Also known as: Banana Bird (historic, now rare).
A national symbol
The Montserrat Oriole (Icterus oberi) is the only bird endemic to Montserrat, found naturally nowhere else on Earth. It is the island’s national bird and a ubiquitous emblem, appearing across local arts, crafts and advertising. Curiously, many residents know the bird as a symbol long before they ever see one in the wild, where it keeps to forest interior.
Having evolved as Montserrat’s endemic some two million years ago, the oriole has shown remarkable longevity — surviving ice ages, hurricanes and repeated volcanic activity. That resilience is part of why it resonates so strongly as an island emblem.
Identification
The adult male is a striking velvety black over the head, back, wings and breast, with vivid golden-yellow on the belly, rump and shoulder. Females are duller, with olive-yellow and greenish tones replacing the male’s sharp black. The species is more often heard than seen: a rich, whistled song carries through the forest understory.
An old confusion attaches the local name “Tannia Bird” to this oriole; in fact that name belongs to the Forest Thrush, whose song was once read as the signal to harvest tannia. Along with other West Indian orioles it was historically called “Banana Bird,” a name now little used.
Habitat and the volcanic threat
The oriole is a bird of moist forest. The eruption of the Soufrière Hills volcano from the mid-1990s destroyed the Soufrière Hills population and most of the South Soufrière Hills birds, collapsing the species’ range. The remaining strongholds are two Important Bird Areas: roughly 1,100 hectares in the Centre Hills and a remnant patch of about 200 hectares in the South Soufrière Hills.
Volcanic ashfall, habitat loss, and predation pressure from introduced rats and other animals have all weighed on the population.
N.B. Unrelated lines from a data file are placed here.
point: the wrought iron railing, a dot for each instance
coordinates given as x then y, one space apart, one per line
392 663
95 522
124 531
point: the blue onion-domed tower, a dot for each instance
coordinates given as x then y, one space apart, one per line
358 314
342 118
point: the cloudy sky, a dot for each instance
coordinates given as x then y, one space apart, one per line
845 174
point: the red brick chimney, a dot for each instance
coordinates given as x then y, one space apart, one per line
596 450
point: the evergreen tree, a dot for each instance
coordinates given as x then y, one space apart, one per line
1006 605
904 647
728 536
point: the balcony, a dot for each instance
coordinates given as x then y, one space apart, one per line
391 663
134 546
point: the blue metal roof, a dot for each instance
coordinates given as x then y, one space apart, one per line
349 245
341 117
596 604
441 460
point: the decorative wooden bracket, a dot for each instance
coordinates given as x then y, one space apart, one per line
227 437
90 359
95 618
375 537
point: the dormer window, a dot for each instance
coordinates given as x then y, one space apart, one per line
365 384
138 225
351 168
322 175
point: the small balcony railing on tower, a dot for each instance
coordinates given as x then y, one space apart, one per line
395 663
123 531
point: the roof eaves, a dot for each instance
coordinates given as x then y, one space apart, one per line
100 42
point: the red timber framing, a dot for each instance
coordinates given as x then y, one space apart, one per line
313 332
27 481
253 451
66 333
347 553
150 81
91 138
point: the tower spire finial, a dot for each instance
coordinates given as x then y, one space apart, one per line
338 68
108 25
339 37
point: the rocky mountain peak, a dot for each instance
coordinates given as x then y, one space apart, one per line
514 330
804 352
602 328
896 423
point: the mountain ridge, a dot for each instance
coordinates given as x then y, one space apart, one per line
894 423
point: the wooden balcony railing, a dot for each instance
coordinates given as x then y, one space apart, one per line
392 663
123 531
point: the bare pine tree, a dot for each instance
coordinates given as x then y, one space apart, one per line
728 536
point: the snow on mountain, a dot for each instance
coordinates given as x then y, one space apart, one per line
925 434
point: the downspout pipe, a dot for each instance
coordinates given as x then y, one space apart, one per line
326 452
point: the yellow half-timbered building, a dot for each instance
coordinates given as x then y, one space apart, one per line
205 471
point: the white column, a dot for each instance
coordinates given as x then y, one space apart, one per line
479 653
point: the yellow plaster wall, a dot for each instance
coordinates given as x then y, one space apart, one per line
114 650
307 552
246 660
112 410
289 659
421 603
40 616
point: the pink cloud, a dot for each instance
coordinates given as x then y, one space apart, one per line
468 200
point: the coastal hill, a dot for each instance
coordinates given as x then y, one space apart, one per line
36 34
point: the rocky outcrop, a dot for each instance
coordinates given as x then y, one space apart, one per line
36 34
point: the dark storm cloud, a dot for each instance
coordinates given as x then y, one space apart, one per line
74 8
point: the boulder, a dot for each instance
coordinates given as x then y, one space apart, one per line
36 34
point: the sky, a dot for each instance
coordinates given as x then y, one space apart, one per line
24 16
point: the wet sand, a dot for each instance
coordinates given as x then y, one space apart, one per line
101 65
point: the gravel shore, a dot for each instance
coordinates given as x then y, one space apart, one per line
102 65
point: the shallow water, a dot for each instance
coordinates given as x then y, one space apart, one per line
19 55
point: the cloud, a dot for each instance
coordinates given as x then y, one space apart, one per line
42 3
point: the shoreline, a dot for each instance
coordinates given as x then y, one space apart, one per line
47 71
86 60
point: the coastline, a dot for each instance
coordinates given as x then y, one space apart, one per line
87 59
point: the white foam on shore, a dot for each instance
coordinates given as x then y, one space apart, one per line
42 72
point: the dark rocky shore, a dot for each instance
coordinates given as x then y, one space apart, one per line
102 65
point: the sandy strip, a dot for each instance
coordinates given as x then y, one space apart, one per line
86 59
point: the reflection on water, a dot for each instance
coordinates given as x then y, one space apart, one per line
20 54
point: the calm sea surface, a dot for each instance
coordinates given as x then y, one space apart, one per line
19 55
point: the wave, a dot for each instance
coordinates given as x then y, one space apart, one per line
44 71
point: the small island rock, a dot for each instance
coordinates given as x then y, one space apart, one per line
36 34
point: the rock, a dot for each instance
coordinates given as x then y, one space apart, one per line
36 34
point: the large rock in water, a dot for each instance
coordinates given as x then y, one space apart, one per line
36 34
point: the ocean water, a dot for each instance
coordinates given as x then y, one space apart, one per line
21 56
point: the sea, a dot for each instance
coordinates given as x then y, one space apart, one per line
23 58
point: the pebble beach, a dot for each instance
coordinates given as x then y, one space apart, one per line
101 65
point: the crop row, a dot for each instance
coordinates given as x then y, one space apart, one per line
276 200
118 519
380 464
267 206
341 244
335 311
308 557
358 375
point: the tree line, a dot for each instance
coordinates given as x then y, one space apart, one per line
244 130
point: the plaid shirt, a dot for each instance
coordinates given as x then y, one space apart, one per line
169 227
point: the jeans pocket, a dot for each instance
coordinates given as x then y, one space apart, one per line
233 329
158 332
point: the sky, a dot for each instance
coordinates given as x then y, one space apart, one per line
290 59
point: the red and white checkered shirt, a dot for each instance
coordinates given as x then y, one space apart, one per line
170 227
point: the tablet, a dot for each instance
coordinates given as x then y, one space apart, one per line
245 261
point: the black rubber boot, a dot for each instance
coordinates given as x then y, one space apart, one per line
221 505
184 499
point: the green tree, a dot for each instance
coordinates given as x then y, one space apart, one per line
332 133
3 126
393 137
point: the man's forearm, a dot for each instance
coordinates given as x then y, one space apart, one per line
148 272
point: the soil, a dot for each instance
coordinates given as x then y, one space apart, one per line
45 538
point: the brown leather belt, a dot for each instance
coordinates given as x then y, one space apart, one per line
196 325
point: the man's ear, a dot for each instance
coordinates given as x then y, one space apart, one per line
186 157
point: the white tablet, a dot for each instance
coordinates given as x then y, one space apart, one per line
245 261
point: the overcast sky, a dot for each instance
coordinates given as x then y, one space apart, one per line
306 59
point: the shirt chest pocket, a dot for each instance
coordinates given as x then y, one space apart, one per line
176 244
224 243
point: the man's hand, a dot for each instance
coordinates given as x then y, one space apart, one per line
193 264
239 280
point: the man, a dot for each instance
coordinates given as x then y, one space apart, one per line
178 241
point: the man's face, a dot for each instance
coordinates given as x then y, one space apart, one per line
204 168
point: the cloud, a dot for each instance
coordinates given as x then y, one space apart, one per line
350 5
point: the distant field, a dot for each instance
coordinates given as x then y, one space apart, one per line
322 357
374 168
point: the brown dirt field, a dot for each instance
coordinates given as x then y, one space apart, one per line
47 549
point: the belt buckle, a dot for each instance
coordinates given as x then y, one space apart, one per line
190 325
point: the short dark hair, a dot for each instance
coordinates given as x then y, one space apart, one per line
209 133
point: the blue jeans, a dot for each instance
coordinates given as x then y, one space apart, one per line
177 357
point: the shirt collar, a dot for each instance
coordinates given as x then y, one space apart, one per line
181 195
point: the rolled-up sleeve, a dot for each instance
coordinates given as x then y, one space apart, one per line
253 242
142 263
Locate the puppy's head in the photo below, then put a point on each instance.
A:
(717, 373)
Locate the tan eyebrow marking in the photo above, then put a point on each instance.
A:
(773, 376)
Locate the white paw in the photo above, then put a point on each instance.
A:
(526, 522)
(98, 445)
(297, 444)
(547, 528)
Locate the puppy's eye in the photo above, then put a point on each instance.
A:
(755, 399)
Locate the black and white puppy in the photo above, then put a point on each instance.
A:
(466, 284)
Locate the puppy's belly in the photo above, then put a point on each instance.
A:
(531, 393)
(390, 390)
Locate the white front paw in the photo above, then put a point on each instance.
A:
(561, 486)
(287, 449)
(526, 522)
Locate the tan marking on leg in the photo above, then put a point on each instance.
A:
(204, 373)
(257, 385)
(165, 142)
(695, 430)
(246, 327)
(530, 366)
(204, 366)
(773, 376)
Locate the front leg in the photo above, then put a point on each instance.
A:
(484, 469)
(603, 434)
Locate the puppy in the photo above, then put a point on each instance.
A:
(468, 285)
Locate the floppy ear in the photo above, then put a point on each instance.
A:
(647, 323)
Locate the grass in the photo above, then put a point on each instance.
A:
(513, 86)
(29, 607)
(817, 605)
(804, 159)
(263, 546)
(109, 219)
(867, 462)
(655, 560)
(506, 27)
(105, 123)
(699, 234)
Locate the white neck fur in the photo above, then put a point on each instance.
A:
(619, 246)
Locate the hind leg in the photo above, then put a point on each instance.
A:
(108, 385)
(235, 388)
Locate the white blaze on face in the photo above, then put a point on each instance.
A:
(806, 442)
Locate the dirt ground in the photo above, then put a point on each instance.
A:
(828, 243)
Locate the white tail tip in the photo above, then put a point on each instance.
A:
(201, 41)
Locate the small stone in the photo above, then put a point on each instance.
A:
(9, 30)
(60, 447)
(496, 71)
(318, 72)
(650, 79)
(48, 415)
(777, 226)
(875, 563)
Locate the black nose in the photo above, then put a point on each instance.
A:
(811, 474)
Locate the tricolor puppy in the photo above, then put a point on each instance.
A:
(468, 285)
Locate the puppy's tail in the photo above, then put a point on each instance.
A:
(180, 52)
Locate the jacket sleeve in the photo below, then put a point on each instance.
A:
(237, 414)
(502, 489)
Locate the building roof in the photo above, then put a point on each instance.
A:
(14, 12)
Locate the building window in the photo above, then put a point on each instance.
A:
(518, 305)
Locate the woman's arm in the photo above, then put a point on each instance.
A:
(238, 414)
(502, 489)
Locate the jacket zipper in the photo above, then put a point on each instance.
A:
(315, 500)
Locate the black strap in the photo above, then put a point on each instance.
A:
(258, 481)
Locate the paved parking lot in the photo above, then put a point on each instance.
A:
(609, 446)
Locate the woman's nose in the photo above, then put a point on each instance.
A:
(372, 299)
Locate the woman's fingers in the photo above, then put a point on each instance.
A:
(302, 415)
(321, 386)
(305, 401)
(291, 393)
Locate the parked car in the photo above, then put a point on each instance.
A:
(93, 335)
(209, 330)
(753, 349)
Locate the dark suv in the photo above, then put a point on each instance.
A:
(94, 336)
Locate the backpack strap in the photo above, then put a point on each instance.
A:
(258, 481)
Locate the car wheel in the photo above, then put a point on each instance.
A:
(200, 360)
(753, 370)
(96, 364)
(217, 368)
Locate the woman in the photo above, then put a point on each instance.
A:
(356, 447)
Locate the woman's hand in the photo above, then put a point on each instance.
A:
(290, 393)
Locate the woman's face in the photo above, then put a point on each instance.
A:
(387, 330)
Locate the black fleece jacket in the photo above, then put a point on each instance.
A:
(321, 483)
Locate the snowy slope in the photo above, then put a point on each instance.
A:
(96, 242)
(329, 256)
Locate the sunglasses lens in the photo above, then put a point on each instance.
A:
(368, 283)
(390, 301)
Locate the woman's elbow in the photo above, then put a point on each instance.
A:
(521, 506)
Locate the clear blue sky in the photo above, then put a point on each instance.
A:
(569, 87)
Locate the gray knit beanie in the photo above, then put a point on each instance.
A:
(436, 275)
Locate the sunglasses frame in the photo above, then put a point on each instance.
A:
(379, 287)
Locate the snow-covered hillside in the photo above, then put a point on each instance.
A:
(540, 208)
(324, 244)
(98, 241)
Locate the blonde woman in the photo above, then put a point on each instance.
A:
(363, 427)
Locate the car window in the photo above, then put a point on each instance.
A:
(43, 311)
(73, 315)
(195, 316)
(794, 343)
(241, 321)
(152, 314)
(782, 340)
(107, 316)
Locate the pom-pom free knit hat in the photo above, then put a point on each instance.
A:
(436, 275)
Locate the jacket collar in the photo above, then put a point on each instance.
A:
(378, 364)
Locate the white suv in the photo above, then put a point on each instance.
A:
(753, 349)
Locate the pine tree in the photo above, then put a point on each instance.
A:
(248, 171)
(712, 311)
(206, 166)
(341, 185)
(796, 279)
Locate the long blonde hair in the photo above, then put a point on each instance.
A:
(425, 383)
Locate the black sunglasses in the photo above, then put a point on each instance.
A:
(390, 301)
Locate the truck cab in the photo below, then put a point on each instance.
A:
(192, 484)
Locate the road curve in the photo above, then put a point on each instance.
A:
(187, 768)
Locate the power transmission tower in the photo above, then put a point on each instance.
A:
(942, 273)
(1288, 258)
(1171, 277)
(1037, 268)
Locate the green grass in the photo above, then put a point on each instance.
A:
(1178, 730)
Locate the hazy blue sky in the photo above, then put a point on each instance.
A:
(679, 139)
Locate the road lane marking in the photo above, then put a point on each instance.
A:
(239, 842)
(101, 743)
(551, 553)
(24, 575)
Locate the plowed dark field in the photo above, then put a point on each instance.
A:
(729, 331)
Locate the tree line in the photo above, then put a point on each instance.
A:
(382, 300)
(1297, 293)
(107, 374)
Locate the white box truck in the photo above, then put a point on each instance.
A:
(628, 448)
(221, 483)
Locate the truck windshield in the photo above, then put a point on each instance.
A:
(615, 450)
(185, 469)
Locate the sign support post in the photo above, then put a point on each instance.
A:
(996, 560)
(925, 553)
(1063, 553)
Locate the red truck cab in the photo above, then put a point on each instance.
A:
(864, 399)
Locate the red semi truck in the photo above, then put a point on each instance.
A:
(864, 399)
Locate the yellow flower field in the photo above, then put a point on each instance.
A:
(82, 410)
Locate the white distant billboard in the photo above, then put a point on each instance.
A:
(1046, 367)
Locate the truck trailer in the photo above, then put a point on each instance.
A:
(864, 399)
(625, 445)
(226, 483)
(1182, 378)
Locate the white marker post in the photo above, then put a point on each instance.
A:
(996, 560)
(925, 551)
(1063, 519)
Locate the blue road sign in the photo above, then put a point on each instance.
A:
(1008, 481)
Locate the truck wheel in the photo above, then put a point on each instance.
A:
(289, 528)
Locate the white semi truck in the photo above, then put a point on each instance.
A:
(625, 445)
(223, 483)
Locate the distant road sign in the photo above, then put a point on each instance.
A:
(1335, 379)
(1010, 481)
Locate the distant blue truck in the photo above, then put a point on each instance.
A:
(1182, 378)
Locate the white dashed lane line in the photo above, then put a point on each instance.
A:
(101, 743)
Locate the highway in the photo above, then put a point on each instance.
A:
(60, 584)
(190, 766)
Because the bird’s entire world range is a few hundred square kilometres on one island, any single catastrophic event carries outsized risk.
Conservation
The Montserrat Oriole is classified as Vulnerable on the IUCN Red List, having earlier been assessed at higher risk during the worst of the volcanic crisis. Forest protection in the Centre Hills, monitoring of breeding success, and control of introduced predators are the central conservation responses, alongside captive-breeding work undertaken at overseas institutions as an insurance population.
The species’ recovery is closely tracked because it is, in effect, a barometer for the health of Montserrat’s surviving forest.